Click on the link to the paper review with Daisy McArthur and Tim Stanley. Did you spot Daisy McArthur’s immediate response to the story? She began with a preemptive caveat, presumably to head off the politically correct protests from her friends and colleagues that she assumed would be forthcoming.
“There’s a bit of me that thinks there…well, there’s a lot of me that thinks there is more to this story than meets the eye, and I suspect this might be the beginning of a number of stories in Tower Hamlets.  
The nub of the story is that this 5 year old little girl, you can see her picture on the front page there pixellated, has been placed, has gone into foster care taken away from her mother and has been placed um with a Muslim family who don’t speak English all the time at home and obviously you can see there in the picture wears a niquab or a burka. 
Now the controversy is that people will immediately think this is pandering to you know racist views - why shouldn’t you have one ethnicity tor one religion fostering another? Of course when you come down to it, if the child can’t make herself understood or doesn’t speak the same language as this family, if the child’s not used to somebody having their face covered, I think that is a serious, serious problem.

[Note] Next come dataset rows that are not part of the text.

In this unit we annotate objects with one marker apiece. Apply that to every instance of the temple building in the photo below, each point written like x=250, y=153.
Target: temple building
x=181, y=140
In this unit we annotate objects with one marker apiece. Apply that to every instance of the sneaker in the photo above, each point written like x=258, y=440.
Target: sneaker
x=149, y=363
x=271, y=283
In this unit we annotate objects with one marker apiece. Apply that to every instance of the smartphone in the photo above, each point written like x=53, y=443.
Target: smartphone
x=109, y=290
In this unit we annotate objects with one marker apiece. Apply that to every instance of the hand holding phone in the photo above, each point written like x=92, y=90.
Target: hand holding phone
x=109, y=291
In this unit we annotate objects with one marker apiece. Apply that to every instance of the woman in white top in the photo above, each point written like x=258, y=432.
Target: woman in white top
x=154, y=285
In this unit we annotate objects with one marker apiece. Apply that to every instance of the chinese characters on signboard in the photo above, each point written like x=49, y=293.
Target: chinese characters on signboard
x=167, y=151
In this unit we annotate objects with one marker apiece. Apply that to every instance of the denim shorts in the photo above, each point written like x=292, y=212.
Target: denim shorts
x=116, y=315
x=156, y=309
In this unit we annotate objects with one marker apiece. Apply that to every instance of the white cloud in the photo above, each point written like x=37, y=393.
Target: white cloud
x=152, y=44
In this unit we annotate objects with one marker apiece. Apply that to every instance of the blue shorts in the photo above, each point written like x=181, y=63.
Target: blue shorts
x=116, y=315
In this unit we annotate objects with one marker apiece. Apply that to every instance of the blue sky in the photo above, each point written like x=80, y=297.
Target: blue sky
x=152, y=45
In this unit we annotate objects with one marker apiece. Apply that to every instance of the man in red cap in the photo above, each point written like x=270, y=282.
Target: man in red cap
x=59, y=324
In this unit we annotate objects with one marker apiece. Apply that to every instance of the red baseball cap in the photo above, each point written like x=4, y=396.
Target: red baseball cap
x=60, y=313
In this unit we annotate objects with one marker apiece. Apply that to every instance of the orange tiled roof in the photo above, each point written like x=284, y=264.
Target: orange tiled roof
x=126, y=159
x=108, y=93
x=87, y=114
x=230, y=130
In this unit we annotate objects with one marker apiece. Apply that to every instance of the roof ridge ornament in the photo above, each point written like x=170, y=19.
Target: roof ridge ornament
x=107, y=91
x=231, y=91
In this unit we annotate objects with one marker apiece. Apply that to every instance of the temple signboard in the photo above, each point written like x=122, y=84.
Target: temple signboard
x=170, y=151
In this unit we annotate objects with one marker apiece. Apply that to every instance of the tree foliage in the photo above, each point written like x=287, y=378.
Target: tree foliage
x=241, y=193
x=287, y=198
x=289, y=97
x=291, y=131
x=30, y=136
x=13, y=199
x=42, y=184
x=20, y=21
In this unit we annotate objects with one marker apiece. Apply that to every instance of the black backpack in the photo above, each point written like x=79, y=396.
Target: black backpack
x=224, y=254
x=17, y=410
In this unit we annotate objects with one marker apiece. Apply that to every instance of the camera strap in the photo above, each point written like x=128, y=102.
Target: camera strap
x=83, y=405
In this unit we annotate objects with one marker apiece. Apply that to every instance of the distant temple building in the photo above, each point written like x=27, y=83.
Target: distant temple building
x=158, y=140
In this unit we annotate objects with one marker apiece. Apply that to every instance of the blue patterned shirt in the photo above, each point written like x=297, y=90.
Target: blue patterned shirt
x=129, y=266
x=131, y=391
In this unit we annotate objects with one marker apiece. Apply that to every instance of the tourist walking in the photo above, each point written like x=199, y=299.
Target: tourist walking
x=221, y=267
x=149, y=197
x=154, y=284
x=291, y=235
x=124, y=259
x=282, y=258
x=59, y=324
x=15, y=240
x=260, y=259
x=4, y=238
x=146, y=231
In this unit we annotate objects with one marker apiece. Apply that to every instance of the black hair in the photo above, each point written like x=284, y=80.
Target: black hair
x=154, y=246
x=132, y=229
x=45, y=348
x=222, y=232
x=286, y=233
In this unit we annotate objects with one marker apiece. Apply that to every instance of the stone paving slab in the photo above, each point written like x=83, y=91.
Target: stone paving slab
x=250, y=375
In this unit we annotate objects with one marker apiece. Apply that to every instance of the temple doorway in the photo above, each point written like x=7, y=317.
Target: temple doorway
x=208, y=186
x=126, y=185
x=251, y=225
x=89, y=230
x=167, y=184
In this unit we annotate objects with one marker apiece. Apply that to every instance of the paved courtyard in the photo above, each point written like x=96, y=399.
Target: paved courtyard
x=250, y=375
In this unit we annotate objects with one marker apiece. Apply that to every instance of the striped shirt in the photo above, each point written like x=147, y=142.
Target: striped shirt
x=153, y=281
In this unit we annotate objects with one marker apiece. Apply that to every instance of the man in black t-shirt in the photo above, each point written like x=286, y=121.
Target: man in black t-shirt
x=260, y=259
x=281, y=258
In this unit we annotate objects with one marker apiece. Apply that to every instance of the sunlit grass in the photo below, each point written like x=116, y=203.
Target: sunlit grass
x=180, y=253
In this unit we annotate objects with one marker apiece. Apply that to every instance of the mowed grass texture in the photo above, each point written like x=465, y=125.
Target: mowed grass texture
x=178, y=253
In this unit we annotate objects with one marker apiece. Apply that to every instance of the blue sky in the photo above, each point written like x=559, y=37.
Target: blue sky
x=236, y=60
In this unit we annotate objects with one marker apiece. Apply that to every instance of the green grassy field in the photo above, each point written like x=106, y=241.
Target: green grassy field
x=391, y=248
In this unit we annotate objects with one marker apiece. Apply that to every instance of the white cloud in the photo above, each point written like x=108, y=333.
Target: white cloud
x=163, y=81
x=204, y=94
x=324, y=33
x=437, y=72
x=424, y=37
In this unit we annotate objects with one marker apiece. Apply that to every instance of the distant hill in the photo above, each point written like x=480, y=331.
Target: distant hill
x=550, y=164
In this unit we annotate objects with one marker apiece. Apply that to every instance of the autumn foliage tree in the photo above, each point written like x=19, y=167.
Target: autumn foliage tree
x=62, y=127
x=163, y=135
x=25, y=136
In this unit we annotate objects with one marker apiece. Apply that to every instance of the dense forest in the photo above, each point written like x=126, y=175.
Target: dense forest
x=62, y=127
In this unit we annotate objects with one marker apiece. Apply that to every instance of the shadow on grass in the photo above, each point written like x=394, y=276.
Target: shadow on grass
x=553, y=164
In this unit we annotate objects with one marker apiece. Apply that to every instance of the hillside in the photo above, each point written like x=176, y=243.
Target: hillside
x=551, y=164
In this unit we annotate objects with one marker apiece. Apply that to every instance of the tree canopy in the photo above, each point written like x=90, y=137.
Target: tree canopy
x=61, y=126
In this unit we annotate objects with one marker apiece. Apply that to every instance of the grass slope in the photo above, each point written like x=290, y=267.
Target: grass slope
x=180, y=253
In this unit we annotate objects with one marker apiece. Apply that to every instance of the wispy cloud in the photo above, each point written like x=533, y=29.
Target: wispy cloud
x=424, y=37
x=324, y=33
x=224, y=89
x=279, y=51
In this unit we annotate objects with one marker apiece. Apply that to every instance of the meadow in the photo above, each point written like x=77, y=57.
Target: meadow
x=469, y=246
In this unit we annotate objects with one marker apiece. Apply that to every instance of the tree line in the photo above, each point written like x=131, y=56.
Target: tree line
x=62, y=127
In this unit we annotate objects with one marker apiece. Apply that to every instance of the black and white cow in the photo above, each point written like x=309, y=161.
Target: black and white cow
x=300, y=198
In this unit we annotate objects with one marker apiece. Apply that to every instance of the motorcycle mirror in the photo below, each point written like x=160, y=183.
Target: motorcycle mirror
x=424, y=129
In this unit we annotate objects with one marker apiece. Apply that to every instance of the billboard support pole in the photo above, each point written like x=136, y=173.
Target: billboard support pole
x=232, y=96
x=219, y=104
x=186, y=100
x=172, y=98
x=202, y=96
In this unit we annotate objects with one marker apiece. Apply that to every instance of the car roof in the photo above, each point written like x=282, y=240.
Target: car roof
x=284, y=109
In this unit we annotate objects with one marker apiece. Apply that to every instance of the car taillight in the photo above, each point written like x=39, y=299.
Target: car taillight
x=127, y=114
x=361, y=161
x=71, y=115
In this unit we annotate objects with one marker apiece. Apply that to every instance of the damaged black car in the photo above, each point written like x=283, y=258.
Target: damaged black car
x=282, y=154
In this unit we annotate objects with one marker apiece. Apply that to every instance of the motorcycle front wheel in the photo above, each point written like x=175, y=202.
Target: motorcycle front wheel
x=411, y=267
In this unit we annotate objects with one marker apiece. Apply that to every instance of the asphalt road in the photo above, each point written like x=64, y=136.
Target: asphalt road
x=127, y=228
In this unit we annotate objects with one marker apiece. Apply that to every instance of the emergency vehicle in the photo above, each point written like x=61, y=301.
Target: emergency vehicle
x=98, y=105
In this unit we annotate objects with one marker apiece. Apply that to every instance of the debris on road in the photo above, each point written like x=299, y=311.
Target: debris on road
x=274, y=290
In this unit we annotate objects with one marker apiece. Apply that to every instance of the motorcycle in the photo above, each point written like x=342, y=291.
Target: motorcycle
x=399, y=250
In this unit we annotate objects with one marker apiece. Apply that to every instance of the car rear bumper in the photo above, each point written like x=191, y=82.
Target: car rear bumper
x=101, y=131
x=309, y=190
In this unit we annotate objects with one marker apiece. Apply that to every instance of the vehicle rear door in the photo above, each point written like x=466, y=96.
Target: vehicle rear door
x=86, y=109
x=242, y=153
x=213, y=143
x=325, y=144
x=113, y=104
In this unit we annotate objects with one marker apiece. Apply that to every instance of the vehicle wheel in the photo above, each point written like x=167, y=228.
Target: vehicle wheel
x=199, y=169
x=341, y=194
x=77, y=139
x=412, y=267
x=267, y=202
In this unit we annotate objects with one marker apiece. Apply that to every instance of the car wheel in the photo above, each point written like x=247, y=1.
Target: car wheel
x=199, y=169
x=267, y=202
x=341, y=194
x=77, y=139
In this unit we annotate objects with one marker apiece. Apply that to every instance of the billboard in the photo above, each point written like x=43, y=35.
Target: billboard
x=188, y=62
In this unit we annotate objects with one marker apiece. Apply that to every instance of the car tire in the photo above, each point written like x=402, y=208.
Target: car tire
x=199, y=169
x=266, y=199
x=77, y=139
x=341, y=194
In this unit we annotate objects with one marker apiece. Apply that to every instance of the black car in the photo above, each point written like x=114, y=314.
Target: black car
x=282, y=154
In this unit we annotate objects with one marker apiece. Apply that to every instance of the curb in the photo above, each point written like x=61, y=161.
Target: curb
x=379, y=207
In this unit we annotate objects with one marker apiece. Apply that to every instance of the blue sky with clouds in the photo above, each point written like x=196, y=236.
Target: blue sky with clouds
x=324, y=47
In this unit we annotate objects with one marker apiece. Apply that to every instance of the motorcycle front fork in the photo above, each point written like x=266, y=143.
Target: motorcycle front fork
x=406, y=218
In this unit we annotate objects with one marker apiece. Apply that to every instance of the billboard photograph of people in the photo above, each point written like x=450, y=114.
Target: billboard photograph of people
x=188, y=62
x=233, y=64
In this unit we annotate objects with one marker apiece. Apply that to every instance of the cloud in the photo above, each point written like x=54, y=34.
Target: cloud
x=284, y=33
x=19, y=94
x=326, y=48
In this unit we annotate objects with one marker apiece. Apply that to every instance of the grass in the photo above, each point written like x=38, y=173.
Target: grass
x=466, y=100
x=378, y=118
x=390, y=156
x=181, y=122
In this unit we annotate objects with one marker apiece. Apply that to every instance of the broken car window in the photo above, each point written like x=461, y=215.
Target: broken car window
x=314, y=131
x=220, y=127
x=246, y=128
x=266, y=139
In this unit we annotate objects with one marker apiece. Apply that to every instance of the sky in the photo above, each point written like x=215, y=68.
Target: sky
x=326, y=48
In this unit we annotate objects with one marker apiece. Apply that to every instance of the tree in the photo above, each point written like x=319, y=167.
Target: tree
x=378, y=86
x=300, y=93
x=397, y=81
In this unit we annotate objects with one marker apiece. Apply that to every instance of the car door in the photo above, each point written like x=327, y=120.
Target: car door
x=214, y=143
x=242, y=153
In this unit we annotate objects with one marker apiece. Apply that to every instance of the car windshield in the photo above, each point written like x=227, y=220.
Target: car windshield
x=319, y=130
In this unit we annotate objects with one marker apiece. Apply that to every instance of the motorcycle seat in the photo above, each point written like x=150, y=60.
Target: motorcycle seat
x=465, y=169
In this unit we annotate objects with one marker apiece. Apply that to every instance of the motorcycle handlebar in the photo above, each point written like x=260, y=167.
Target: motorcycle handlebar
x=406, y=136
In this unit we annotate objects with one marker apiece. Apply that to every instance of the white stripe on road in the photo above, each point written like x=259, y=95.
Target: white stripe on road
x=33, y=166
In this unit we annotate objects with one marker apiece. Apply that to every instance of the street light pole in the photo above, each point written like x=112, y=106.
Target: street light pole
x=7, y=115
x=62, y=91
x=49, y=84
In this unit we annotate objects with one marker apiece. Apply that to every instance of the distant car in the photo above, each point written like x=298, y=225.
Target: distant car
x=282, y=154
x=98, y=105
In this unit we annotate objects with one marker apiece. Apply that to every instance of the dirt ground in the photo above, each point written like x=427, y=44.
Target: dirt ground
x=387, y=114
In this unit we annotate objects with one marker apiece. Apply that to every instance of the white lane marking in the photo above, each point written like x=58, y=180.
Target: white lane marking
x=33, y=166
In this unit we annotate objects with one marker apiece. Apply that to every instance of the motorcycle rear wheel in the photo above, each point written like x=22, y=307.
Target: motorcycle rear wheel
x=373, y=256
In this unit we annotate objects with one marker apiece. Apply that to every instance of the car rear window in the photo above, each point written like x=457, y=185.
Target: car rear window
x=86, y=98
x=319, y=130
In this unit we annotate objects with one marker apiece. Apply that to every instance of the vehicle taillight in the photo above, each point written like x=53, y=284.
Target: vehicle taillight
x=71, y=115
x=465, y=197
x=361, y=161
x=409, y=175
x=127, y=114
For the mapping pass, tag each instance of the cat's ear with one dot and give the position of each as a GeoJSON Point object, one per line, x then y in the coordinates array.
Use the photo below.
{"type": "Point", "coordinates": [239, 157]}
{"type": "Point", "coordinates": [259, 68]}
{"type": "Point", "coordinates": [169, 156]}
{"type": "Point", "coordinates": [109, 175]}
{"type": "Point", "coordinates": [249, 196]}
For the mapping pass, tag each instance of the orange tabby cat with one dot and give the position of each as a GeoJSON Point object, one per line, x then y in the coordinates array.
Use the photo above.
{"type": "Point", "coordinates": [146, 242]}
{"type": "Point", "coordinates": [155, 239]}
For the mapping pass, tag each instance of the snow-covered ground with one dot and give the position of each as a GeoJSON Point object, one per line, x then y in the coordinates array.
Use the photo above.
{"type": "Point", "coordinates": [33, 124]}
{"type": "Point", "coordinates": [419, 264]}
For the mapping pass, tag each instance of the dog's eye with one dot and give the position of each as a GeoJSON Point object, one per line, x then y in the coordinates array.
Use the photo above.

No Daisy. The controversy is not that, and by the way, what are these racist views to which you allude, prey? Oh, you mean people who suffer from that terrible affliction, Islamophobia.


Yes, it might indeed be less controversial if families could foster within their own culture. Yes, cultural considerations might have to take a back seat when needs must, but why must we turn this particular case on its head to test our own outrage? Are we so afraid of being accused of hypocrisy? 
Do we really need to defend our outrage at this scandalous scenario by bringing up the case of, say, the UKIP family who were allegedly denied the right to foster because of their politically incorrect values?   Whataboutery like that shouldn't even be necessary.

Please, what’s wrong with a bit of inconsistency in this case? Have we all forgotten? This is Britain for heaven’s sake, not Pakibloodystan.  Oh, I forgot; it was Tower Hamlets.